Una cosa è certa: al rush finale sulla Grande Brera lui non ci sarà. Salvatore Carrubba, presidente fino al prossimo ottobre dell'Accademia più importante d'Italia i cui destini sono legati a doppio filo con quelli della Pinacoteca, non sarà ricandidato e alla scadenza del mandato volerà per altri lidi. Il suo nome, infatti, non figura nella terna dei papabili scelti dal Consiglio accademico. Che invece ha puntato sui seguenti nomi: il primo è quello del comasco Luciano Caramel, noto critico e storico dell'arte che con l'Accademia vanta un antico sodalizio, avendo rivestito l'incarico di vicedirettore all'inizio degli anni Ottanta. Caramel è una figura largamente apprezzata nel mondo artistico ed accademico e nella sua lunga carriera è stato anche docente di Storia dell'Arte Moderna all'Università Cattolica.
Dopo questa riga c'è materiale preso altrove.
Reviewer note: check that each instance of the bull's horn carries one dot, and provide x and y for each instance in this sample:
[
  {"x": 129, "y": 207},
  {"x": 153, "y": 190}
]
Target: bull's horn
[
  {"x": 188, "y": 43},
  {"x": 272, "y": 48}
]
Il secondo candidato è l'economista Luigi Roth, già Presidente della Fondazione Fiera Milano e attualmente ai vertici del gruppo energetico Terna. La rosa si chiude con il nome dell'imprenditore milanese Marco Galateri di Genola, già soprannominato «il signore del biodiesel», e fratello dell'ex presidente di Mediobanca. Un intellettuale (un «tecnico», si direbbe oggi) e due manager dunque per una poltrona scottante, anche se la decisione finale su chi la coprirà da novembre per i successivi tre anni spetterà al ministro dell'Istruzione Maria Chiara Carrozza. Tra le motivazioni della mancata ricandidatura di Carrubba ci sarebbero anche vecchie ruggini che hanno visto una parte del consiglio accademico in guerra aperta contro il trasferimento dei dipartimenti alla caserma di via Mascheroni e che, sul progetto Grande Brera, avevano visto la spaccatura tra la passata direzione e la presidenza.